The claim: Foreign Secretary Boris Johnson stated in an article for the Daily Telegraph on 16 September that "once we have settled our accounts, we will take back control of roughly £350m per week. It would be a fine thing, as many of us have pointed out, if a lot of that money went on the NHS".
Reality Check verdict: £350m per week is an approximate sum for what is called the UK's "gross contribution" to the EU and does not take into account that the UK is given a "rebate" before any sum is paid to Brussels.
The UK has a veto over the EU long-term budget including changes to that rebate. The money never leaves the Treasury and the government can control how it is spent.
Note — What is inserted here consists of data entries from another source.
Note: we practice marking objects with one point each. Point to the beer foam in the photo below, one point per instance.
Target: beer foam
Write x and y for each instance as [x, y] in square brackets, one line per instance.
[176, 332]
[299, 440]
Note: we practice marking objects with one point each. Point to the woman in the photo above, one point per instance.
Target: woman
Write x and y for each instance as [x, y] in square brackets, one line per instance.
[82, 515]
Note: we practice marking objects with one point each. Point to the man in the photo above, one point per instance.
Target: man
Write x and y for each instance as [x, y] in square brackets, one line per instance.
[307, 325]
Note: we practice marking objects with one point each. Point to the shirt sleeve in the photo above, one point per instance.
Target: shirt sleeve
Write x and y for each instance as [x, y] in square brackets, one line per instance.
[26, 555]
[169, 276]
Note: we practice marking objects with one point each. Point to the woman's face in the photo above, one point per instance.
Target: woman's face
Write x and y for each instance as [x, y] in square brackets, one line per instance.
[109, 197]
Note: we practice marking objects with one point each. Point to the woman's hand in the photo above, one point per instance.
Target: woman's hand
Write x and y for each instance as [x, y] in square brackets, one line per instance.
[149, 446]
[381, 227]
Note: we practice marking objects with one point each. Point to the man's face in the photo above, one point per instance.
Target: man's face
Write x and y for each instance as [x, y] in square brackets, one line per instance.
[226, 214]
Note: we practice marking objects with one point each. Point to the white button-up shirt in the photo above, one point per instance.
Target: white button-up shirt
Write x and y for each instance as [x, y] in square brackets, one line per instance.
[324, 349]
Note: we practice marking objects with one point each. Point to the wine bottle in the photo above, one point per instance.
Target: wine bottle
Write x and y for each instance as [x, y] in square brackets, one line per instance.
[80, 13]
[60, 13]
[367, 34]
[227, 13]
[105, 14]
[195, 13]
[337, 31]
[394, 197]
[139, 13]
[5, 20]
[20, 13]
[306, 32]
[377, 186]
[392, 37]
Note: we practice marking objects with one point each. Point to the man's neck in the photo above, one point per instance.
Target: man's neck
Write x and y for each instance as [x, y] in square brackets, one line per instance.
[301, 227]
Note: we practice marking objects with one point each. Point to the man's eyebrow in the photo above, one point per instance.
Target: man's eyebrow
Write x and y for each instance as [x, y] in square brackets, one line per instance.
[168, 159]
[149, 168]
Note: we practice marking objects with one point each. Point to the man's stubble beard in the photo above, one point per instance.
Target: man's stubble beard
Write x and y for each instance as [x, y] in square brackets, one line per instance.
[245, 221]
It would be up to the government to decide how they want to fund the NHS after Brexit.
A key phrase in Mr Johnson's article is "take back control". This is a change from the slogan used in the 2016 EU referendum campaign which claimed that "we send" £350m per week to the EU.
But does the language Mr Johnson is now using make a difference to the debate?
To use the most up to date calendar year figures, published by the Treasury, in 2016 the UK's gross contribution to the EU was calculated as £327m per week.
But the whole of that sum did not leave the Treasury's coffers because before anything was paid to the EU, the UK's rebate of £75m per week was applied. The total sum sent worked out at £252m per week.
How does the rebate work?
The rebate is easiest to understand as a percentage discount and comes up for discussion every seven years when the EU long-term budget is negotiated by EU leaders.
It was negotiated by Prime Minister Margaret Thatcher and came into effect in 1985.
All 28 EU countries, including the UK, have a veto over that long-term budget. That makes discussions very tough but it does mean that if the UK is unhappy with anything, including the rebate, it can prevent it from being approved.
The long-term budget sets the maximum amount that can be spent over the seven-year period.
Every year the amount the UK sends to the EU will be slightly different and the UK does not have a veto on this. But it cannot exceed the payment ceiling set by the long-term budget which the UK approves.
When Tony Blair was prime minister, the UK parliament voted in favour of a reduction in the rebate as a proportion of our contribution to the EU budget. This was in support of the enlargement of the EU.
Mr Johnson's article is different from the 2016 referendum bus line which said 'We send the EU £350m a week, let's fund the NHS instead' .
He asserts that "once we have settled our accounts" it would be a "fine thing" if "a lot of that money" was spent on the NHS.
That would be up to the government to decide.
Currently the Treasury receives some money back from the EU for projects in the UK.
In 2016 the Treasury received £87m per week. This included farming subsidies and regional aid.
The EU also makes some payments directly to the private sector in the UK, for example to universities, research institutions and others. In 2014 (the latest year available) the Treasury estimated they totalled around £19m per week.
When the UK leaves the EU the government can decide whether to continue funding those projects or not.